Le siège de la centrale est une véritable ruche, ses responsables ont expliqué à la délégation de Solidaires : "Tous les jours, des travailleurs se déplacent ou téléphonent pour demander une aide à la création de syndicats, par exemple pour écrire un règlement intérieur. Nous avons des militants ayant les compétences pour cela, mais ils ne sont là que pour les aider. C’est aux syndiqués eux-mêmes de d’établir leur règlement intérieur. Nous devons également leur expliquer les démarches à entreprendre pour faire reconnaître le syndicat, quels sont les documents à remplir, comment réunir l’assemblée constitutive du syndicat, comment élire les organes dirigeants et répartir les tâches. Lorsqu’ils rencontrent des obstacles, nous les aidons à les surmonter.

Souvent, par exemple, les banques ne veulent pas leur ouvrir des comptes. Au début, les structures locales du ministère du Travail refusaient d’aider les salariés voulant constituer un syndicat. Elles leur expliquaient, par exemple, que le nouveau syndicat devait avoir un tampon sans leur dire qu’il fallait obtenir une autorisation officielle pour avoir le droit d’en faire fabriquer un ! Nous avons réussi à contraindre les services du ministère du Travail à changer d’attitude.

Malgrés cela, le mouvement pour la constitution d’un syndicalisme indépendant se développe chaque jour un peu plus en Egypte".

Développer les liens internationaux

Lors du déplacement de la délégation de Solidaires en Egypte, des échanges et des demandes de collaboration ont eu lieu concernant les secteurs, des télécoms, de l’enseignement [6], des retraités [7]. Le syndicat des impôts indirects, fondé le 11 mai 2011, était particulièrement intéressé par des échanges sur les moyens d’en finir avec la corruption.

Une discussion s’est engagée sur la façon de lutter contre l’existence de « zones économiques spéciales » qui sont dispensées d’appliquer la législation du travail egyptienne.

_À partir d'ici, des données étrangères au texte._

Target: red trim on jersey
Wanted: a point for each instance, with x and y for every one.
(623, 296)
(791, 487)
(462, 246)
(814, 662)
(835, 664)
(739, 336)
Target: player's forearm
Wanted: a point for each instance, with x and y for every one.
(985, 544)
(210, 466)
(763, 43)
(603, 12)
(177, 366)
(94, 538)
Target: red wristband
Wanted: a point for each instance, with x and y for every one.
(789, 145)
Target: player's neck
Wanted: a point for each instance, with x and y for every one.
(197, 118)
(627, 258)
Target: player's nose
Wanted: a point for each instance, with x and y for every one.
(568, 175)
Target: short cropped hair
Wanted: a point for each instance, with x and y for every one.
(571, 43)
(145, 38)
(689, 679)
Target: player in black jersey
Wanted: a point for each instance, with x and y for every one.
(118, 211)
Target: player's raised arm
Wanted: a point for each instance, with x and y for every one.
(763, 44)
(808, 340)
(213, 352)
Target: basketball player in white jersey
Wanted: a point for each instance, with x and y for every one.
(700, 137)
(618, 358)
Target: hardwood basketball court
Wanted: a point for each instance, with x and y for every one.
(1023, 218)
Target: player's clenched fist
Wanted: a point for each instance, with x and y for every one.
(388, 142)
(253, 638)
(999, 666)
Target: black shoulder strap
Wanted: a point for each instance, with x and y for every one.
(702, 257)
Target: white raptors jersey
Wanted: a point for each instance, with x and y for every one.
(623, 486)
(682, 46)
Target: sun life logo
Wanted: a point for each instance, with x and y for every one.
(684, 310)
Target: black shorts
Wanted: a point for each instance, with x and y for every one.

Une discussion spécifique a eu lieu concernant celles d’entre elles qui bénéficient d’un libre accès au marchés américains et israëliens à condition que leurs marchandises incorpore un pourcentage significatif de produits intermédiaires israëliens. [8]

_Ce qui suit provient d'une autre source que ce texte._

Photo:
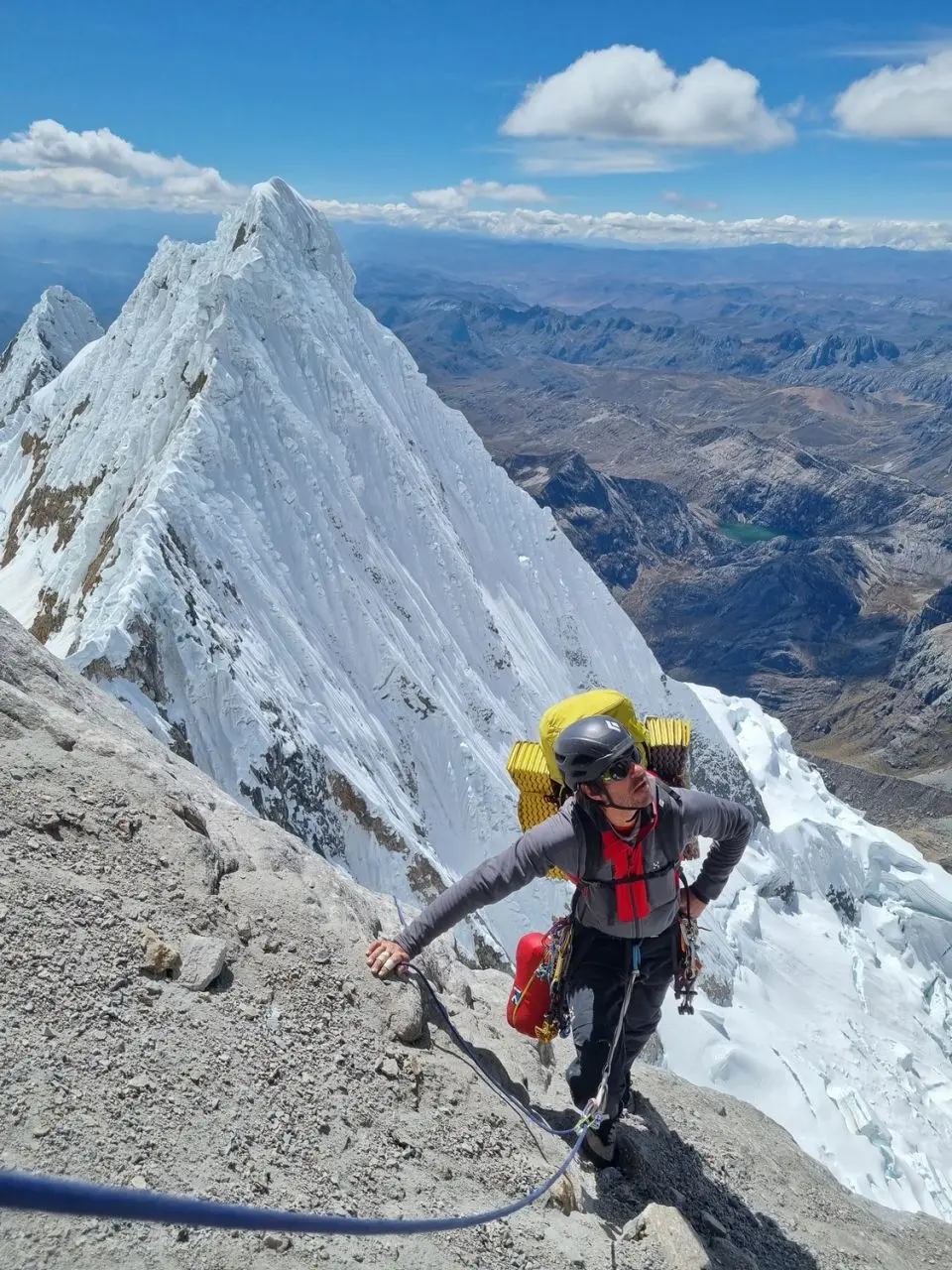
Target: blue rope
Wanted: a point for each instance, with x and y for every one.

Propos recueillis au Caire par Annick Coupé, Julien Ente et Alain Baron pour pour l’Union syndicale Solidaires (France).

Notes

[1] Une première prise de contact entre la nouvelle centrale et la délégation de l’Union syndicale Solidaires a eu lieu le mardi 24. Une rencontre beaucoup plus longue a eu lieu le samedi 28 mai : étaient présents, du côté égyptien, 6 syndicalistes enseignants, 4 représentant.e.s du syndicat des retraités, 2 du syndicat des impôts indirects, rejoints ensuite par de nombreux syndicalistes du textile.

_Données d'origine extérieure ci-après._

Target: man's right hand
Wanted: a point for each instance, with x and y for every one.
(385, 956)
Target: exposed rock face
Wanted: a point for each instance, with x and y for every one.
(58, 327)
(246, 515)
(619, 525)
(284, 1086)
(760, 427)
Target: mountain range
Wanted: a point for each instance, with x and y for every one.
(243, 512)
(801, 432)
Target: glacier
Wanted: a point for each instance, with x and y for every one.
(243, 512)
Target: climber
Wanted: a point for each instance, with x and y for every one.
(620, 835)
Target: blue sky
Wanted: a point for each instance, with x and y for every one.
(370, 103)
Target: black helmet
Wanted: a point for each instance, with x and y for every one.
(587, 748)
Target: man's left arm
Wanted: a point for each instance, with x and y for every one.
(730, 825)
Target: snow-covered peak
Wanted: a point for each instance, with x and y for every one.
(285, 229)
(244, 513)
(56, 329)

[2] Il s’agit des personnels recrutés au niveau Bac +2. »Bien que cette catégorie constitue le gros des personnels de la Santé, elle est défavorisée par rapport aux médecins et au personnel administratifs. Ces salariés ne sont pas protégés par la réglementation. Aucun syndicat ne défendait leurs droits contre les pratiques arbitraires de l’Etat. Leurs revendications étaient ignorées par les médias officiels. Ne pouvant compter sur la Fédération syndicale officielle, et inspirés par la Révolution du 25 janvier 2011, ils ont décidé de créer un syndicat indépendant afin de choisir librement leurs représentants. C’est la première fois que des milliers d’agents techniques de la Santé se réunissent pour revendiquer leurs droits". (Souad ABDEL-HAMID traduite par Hanny Hanna. Voir sur ESSF (article 22203) : Le syndicat de retraité.e.s de la nouvelle confédération militante en Egypte).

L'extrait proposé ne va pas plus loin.